The ramifications will be felt for years. Pay awards for public employees are likely to be low or nil for the next two or three years at least. Public investment programmes will be cut. Efficiencies and service reductions will be an essential part of the scene, whichever political party forms the next government. Taxes will rise. Living standards will fall. There is no alternative, no plan B.

It is ironic that the failure in the banking market came so soon after the apparent complete victory of the free market and the hegemony of capitalism across the world. The global market had arrived and was unchallenged.  The fall of the Berlin Wall, the collapse of the Russian empire, the opening of the Chinese economy all appeared to signal total confidence in ‘the market’. It is the market we should look to. The market will adapt to every circumstance, providing all the answers.

But the governments of the developed world have been forced to mortgage the future to sustain this position. And it is public services which will be reduced to meet the colossal cost of this failure of the market.

So, on reflection, perhaps we should welcome the resignation of the board of directors of any nationalised bank determined to pay million pound bonuses to bankers, no matter how talented they are. The defence that there will be a ‘brain drain’ feels unconvincing. Firstly, there must be displaced bankers available from failed banks. Secondly, this superstar status is bestowed on too many people. The very high salaries which a small number of financial geniuses can command appear to have spread beyond a sensible definition of genius. Pay levels and bonuses were not just to a very small number of talented people, but were paid to many thousands of city workers. That these bonuses could be reinstated within a couple of years of the collapse, as if nothing had happened, as if we are getting back to normal, seems ethically wrong.

The argument that the talented people will immediately be attracted away to rival banks is also a stretch. It paints all bankers as mercenaries, available instantly to the highest bidder.
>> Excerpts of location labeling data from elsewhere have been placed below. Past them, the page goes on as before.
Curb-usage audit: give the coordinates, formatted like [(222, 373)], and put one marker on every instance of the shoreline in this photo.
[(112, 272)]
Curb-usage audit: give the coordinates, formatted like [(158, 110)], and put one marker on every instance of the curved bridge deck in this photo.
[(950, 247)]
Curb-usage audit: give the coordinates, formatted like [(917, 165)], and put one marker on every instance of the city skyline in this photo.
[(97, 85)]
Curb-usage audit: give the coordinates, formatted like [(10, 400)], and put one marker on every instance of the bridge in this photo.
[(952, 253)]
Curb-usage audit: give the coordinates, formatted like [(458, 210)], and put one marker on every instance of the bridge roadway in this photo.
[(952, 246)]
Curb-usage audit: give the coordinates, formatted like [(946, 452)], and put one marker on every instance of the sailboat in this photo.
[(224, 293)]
Off at the drop of a hat to bitter rivals for a mess of pottage. No loyalty. No looking back. Cutting and running for the cash: confirming exactly the picture the media has painted for us of bankers. No morality, no ethics: just a free market. It is just as corrupt and extreme a stereotype as the view that all public sector workers are lazy and inefficient.

Most people work hard without getting any bonus, whether in banking or elsewhere. The short-term view that the banks continue to espouse on bonuses may tell us more about their approach to profit and sustainable growth in recent years. Bonuses, even if they are paid, should surely be on longer term, sustainable and realisable profits. They should also be proportionate to pay, rather than many times the basic salary. Banking is not poker. It is not gambling with investors’ money and then paying large sums of cash to the employees rather than the owners of the wealth.

And the argument that if our nationalised banks have to continue this practice of obscenely high bonuses because others will do it if they do not, is also ethically questionable. It is the argument of the arms dealer and the drug dealer. And the introduction of a super tax to discourage the practice is also morally corrupt. The government would benefit from the higher taxes associated with the payment of the large bonuses! Nationalised banks are owned by the public and they are accountable to the public and to government. We should not have to ask them not to do it, nor discourage them. Shouldn’t we be able just to tell them?